As I lurk behind the rear exits of the Sheffield University Advanced Manufacturing Research Centre, hoping to be bombarded by stray nuclear rays, people often say to me, "But, Steve, given that Britain had a flourishing and honourable comic book tradition of its own, just why did you start reading American comics?"
Well, I could lie and say it's because, at the age of eight, I was attracted by the Nietzschean overtones of the super-hero genre, mixed with a need to contemplate just what the effect would be upon any society that is suddenly exposed to the emergence of a new breed of super-men, but the truth is it was because I liked the bright and colourful costumes.
I know this because my main memory of every single super-hero comic that I encountered during that initial spell of reading them, in the summer of 1972, is what I thought of the costumes.
The first super-hero comic I can remember owning was Amazing Spider-Man Annual #6 and the thing that had made me want to have it was the sheer red and blue webbiness of Spider-Man's outfit.
Shortly after that, I picked up my first issue of Batman whose main appeal was down to his bat ears, the arches at the base of his cape and the bendy spikes sticking out of his gloves.
Around the same time, I got an issue of The Flash. His predominant allure to me was that he had lightning sticking out of his boots, wings sticking out of his head and he somehow managed to store his costume in a ring on his finger.
The appeal of Captain America in my first exposure to him was not the fact that he was fighting a talking gorilla but that he was wearing the American flag and had wings sticking out of his head.
The appeal of Superman was the big "S" on his chest, and his boots.
The first issue of The X-Men that I ever read impressed me by featuring the Angel vs Red Raven. I could claim to have been gripped by the pulse-pounding drama of such a meeting but the reality is that what most gripped me was that the Angel's costume was yellow with red bits and Red Raven's costume was red with yellow bits, meaning that they, to some degree, mirrored each other.
Likewise, my first ever issue of Teen Titans impressed me mostly because Kid Flash had a costume whose colours partially reversed those worn by adult Flash.
I suppose I should also acknowledge that wings featured a fair amount in the physical appearance of a whole bunch of these characters.

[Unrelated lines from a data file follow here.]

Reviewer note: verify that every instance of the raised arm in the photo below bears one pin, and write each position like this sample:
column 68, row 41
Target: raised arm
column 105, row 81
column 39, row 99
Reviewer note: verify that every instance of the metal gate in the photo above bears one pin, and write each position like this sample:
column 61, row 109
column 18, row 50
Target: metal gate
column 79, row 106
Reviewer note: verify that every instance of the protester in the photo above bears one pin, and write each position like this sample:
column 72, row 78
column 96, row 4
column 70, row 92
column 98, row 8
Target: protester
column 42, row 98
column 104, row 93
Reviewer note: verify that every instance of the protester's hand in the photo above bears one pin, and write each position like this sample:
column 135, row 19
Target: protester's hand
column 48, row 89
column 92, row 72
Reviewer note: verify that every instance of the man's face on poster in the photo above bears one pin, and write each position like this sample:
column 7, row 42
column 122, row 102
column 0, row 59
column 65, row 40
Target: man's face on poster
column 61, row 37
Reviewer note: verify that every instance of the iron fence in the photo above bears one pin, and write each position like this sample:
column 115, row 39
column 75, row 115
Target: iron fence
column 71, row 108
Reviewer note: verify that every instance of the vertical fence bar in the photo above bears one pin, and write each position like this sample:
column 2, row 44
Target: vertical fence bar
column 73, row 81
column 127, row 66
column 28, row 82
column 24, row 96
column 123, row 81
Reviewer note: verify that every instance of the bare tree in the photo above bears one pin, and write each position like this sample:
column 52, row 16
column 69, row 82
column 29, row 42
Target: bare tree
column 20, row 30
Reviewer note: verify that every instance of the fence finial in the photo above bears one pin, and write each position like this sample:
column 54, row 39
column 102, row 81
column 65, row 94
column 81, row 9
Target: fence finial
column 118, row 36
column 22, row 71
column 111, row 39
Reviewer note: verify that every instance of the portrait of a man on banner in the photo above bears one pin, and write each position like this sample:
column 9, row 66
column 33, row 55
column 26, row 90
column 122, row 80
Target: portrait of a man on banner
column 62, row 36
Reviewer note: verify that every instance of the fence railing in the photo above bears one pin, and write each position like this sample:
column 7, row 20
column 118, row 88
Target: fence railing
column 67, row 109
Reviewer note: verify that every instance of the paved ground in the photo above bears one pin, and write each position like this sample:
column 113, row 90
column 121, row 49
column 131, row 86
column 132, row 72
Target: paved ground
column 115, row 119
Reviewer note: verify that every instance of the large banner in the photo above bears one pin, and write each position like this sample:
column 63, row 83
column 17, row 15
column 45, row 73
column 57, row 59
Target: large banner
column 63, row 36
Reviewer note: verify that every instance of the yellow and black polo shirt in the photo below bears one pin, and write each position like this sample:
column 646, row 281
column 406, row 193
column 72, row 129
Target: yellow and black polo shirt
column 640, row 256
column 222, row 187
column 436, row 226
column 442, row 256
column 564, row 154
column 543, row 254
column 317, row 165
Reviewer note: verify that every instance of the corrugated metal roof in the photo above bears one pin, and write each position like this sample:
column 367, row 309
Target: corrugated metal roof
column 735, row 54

Whether that was coincidence or whether a subconscious desire to fly meant I was drawn to winged characters, I could not say.
Interestingly, only weeks after this comic-buying splurge began, I got my first issue of Mighty World of Marvel. Of the three strips printed in it, only one - Spider-Man - featured a costumed hero. The Hulk just ran around in his trousers, while the Fantastic Four were, at this stage, still operating in their normal everyday clothes. What gripped me about those tales was that they dealt with alien invaders and thus created a sense of a world in permanent danger.
It seems that, in mere weeks, I had evolved from liking super-heroes purely because of their costumes to liking them for how dark and menacing their world was.
Interestingly, I don't think that, at this point, I had any great interest in their powers.
The one exception to that was Mr Fantastic. That issue's Spider-Man tale featured the wondrous wall-crawler's early, failed, attempt to join the Fantastic Four and, while the Invisible Girl, Human Torch and Thing's powers didn't mean anything much to me, I do remember being highly impressed by the visual strangeness of Reed Richard's stretching prowess.
So, there you have it; if you ever want to create a comic that's irresistible to eight year olds, start off by giving everyone brightly coloured costumes with wings, then, after two issues, switch to doing "B" movie sci-fi plots involving alien invasion and, from then on, fill every issue with men who can stretch like elastic. My experience as an eight year old suggests that, for a child, this is an unbeatable chain of events.